The proposed method has several advantages. First, it can achieve a higher classification accuracy than the existing methods for classification between depression patients and normal subjects based on the same dataset. Second, the network model introduces the attention mechanism, which effectively reduces the training time. According to the results, it can be explained that the attention mechanism focuses computing resources on features with large weights, thereby reducing time overhead. Experimental results verify that the hybrid model proposed in this paper achieves a high performance.
5. Conclusions
This research took EEG signals as the research object, the public dataset and private dataset as the research basis, and used deep learning algorithms as the research theory to deeply study the characteristics of EEG signals and propose a high-performance mental state detection method. First, the network parameters and hyperparameters of the model were optimized through experiments, and then the effectiveness and advancement of the method were verified through comparative experiments. The experimental results show that: (1) The proposed method in this paper is more effective in the diagnosis and recognition of depression. (2) In the case of a small number of iterations, this method can adaptively extract the features of the EEG signals to achieve a higher classification accuracy than other methods. (3) This method has excellent performance on public and private datasets and provides a technical basis for the diagnosis and screening of depression. The effectiveness and advantages of the method were verified through comparative experiments. The method proposed in this paper had an accuracy of 99.33% on the public dataset and a satisfactory accuracy of 97.98% on the private dataset.

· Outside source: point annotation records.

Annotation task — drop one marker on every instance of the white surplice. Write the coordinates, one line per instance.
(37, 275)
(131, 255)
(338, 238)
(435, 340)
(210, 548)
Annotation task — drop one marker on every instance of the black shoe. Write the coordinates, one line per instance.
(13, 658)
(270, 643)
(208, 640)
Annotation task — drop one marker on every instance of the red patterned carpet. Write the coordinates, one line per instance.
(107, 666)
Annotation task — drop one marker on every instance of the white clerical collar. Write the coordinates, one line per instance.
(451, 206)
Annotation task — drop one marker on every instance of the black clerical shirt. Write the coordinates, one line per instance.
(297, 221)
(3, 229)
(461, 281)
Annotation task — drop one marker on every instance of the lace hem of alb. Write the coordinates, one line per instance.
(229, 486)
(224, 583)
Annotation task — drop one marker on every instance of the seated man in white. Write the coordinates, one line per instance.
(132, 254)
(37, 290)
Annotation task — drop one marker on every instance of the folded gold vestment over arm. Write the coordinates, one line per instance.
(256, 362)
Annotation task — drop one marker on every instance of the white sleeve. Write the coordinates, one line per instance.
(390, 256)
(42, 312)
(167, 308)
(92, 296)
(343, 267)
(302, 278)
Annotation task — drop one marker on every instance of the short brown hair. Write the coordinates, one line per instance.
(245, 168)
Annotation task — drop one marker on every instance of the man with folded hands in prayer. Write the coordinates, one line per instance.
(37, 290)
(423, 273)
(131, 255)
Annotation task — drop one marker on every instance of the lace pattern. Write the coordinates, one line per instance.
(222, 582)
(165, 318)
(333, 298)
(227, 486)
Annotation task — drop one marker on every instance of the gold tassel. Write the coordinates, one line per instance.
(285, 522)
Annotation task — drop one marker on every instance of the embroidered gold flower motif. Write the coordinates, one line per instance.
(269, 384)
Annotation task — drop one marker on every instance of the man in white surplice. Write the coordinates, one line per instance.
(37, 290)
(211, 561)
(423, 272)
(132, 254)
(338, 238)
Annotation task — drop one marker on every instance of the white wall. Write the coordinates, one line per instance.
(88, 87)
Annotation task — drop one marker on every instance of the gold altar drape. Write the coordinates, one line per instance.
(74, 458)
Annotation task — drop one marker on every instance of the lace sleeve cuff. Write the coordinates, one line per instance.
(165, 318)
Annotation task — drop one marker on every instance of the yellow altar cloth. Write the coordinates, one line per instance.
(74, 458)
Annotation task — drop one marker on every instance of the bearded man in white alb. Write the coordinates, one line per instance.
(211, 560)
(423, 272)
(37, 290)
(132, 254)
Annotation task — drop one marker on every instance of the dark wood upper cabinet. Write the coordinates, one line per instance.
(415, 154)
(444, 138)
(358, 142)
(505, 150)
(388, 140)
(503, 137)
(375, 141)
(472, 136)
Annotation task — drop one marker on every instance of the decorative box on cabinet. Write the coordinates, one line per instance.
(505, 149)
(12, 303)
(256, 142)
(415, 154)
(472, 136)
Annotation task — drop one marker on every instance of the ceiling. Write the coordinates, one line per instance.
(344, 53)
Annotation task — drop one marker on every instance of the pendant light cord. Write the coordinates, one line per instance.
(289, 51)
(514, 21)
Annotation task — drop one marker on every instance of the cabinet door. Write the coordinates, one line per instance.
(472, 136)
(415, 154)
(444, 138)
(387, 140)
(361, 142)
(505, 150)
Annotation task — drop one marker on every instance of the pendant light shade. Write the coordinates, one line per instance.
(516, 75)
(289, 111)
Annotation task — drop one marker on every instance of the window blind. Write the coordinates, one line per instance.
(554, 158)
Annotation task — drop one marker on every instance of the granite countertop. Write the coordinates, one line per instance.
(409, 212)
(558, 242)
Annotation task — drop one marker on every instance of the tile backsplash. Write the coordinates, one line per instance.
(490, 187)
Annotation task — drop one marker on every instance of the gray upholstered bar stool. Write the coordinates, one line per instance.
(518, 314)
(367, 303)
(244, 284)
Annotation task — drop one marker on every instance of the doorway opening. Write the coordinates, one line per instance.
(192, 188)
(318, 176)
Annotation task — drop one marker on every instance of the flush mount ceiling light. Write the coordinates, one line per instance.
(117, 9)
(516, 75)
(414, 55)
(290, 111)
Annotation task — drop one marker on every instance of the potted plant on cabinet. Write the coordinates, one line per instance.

Although the improved hybrid network model achieved good results in mental state detection, there are still some problems to be improved, as follows: (1) The dataset used in this study can meet the research requirements in this paper; however, there were an insufficient number of negative samples. We hope to collect more clinical data in the future to improve the generalization ability of the model. In addition, this study only focused on the detecting the depression state without treatment, and nondestructive therapy research can be considered for future work. (2) In this study, when collecting EEG signals, the subjects were equipped with heavy electrode caps which needed to be pressed to make them fully contact with the scalp surface, which may have caused discomfort for some users. In future research, we can consider using fewer and lighter electrodes with portable acquisition devices, such as ear-BCI. (3) In this study, only qualitative analysis was carried out on the psychological state, and no quantitative analysis. Quantitative analysis of the psychological state can be added to the future research. For example, depression can be detected according to the degree, which can be divided into normal, mild, moderate, and severe; the attention mechanism can be set as an indicator to indicate the degree of concentration; etc.
Conceptualization, Z.W.; Methodology, Software, Validation, and Writing manuscript, Z.M.; Investigation, W.L.; Data collection and testing, Z.A. and F.H. All authors have read and agreed to the published version of the manuscript.
The study was conducted in accordance with the Declaration of Helsinki and approved by the Medical Ethics Committee of the China Rehabilitation Research Center (CRRC-IEC-RF-SC-005-01, approved on 10 April 2019).
Informed consent was obtained from all subjects involved in the study.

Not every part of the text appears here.